Last month Vladeck loosened state enforcement authority by suggesting that fines are "most appropriate" for life-threatening offenses. The new guideline accedes to the industry's demands to make fines the "remedy of last resort." But Edelman says the guideline ensures that nursing homes will escape responsibility for the vast majority of offenses--like poor nutrition and lack of privacy--that do not rise to the level of "most serious" but can dominate nursing-home life.

Another proposed revision that Solomont sought and obtained has added more hoops to the informal process of resolving disputes between nursing-home owners and their regulators. Specifically, Vladeck recommended that state authorities meet face-to-face with nursing-care providers who dispute alleged offenses and that these discussions be joined by officials who have had no earlier involvement in the dispute and could thus provide a more "objective" point of view. Advocates like Edelman who oppose this change in the guidelines say it adds to the load of hard-pressed state regulators and thus undermines their ability to enforce the laws.
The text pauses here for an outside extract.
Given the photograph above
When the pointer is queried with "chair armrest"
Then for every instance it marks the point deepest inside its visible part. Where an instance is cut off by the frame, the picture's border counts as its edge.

Vladeck, while acknowledging that industry lobbying was influential, says he would "comfortably defend each change on its merits." He also notes that the industry did not get all it asked for. Shalala, who was traveling in Europe, could not be reached for comment. Solomont, meanwhile, says that with his new job as finance chairman, the pressure increases "not to create an impression I was using that role in a way that was self-serving" and "not to be seen as representing any particular group." But then he adds, "Having said that, I'm not about to check what I believe in at the door." And in Washington it's a door that appears to swing both ways.